Let's analyze the given factorizations of 16:
- \( 16 = 4 \cdot 2 \cdot 2 \)
- \( 16 = 8 \cdot 8 \)
- \( 16 = 2 \cdot 2 \cdot 2 \cdot 2 \)
- \( 16 = 4 \cdot 4 \)
However, since 167 does not have any apparent relationship with 16 (beyond the fact that they both are integers), we consider the factors of 16 to see how they can help.
But simplifying 167 using the factors of 16 is a bit misleading since 167 is not a multiple of 16, and there's no immediate simplification like dividing 167 by any of its factors.
If we are talking about modular simplifications, \( 16 \) itself is mostly irrelevant, and you can't directly reduce 167 using basic arithmetic relationships with the factors of 16.
None of the options provided will "simplify" the expression meaningfully, as 167 remains unchanged regardless of the factorization of 16. Therefore, out of the options provided, none are better suited to simplifying or reducing the expression 167.

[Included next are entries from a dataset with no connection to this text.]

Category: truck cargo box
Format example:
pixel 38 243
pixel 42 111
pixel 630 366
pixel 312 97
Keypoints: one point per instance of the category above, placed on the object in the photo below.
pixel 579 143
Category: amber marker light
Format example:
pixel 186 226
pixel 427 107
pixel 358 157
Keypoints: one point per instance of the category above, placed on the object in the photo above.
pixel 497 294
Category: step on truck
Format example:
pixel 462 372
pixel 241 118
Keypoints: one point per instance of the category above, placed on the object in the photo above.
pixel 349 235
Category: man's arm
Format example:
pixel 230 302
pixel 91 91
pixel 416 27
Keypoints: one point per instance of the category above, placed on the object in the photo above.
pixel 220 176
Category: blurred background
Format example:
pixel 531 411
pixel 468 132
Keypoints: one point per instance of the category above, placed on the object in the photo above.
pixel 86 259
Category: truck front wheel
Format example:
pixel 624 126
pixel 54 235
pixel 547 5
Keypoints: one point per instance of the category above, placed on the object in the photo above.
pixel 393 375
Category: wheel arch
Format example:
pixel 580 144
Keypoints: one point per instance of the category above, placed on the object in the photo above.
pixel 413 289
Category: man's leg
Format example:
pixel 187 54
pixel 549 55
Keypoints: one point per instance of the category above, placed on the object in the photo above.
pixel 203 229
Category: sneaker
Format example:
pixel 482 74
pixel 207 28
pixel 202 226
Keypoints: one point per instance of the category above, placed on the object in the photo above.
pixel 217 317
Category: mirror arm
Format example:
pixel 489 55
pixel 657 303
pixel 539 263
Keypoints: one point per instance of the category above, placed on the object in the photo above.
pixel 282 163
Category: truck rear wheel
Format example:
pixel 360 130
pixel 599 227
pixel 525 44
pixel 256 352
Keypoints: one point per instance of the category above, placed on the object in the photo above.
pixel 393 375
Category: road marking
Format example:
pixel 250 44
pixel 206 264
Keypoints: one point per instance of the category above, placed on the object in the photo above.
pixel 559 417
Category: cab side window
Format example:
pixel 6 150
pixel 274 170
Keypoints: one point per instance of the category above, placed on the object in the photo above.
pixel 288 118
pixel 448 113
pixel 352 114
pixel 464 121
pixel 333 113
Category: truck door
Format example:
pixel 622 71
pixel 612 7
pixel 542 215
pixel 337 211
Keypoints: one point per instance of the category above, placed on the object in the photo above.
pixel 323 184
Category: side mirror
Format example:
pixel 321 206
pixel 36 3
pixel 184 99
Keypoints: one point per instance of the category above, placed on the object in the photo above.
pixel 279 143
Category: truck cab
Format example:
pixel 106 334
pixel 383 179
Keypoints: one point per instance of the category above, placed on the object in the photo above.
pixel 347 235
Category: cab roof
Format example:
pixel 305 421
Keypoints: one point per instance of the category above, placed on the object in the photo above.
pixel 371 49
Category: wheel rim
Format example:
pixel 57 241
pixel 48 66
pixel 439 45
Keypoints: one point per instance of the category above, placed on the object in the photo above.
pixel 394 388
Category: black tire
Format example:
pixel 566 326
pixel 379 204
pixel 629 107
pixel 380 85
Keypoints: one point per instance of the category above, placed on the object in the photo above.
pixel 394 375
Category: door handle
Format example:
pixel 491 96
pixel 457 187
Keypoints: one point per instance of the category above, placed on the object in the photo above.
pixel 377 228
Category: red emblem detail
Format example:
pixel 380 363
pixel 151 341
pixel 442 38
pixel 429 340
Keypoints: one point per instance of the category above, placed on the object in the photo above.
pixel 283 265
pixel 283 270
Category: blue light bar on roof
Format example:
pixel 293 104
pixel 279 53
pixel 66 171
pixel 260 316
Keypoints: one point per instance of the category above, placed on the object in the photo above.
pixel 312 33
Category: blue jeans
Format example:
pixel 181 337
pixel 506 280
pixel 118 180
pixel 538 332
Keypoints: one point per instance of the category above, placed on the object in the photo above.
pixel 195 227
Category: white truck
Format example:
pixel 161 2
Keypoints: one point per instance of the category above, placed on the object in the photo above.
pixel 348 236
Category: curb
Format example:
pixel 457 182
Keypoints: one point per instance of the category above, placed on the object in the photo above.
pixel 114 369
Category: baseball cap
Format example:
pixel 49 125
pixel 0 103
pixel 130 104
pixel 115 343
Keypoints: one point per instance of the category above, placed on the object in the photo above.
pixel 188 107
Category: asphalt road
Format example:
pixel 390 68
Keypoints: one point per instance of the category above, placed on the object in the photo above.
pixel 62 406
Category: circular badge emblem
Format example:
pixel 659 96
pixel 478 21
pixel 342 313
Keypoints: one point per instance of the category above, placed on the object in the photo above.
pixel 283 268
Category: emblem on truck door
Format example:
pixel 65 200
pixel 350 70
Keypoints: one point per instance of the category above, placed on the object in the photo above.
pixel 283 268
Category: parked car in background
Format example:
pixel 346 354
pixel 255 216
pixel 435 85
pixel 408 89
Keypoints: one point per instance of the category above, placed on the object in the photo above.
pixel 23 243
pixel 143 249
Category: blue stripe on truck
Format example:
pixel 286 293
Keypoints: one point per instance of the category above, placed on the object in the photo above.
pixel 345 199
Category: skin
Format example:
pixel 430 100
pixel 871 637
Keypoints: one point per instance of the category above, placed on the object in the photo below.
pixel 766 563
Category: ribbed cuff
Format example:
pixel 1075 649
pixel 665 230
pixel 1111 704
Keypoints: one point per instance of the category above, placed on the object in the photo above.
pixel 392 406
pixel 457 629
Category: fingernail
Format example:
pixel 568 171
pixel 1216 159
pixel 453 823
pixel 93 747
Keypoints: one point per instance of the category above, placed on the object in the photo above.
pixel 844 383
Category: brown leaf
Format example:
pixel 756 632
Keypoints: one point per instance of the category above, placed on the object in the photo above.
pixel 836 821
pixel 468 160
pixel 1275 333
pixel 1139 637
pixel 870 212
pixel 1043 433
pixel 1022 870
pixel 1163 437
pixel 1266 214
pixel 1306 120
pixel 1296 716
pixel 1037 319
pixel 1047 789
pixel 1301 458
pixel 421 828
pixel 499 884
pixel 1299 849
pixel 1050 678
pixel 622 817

If you need to ultimately reduce 167 modulo 16, we could compute \( 167 \mod 16 \) to find a remainder, but again, that's a different context altogether.
If you meant to ask which factorization might help express \( 167 \) in some fractional or divisibility sense, you might lean towards using the basic prime factorization of 16, which starts with \( 2 \), because both \( 16\) and \( 2\) are powers of \( 2\). This would be true if you were considering some relation to powers of \( 2 \) rather than simply "simplifying" 167 directly.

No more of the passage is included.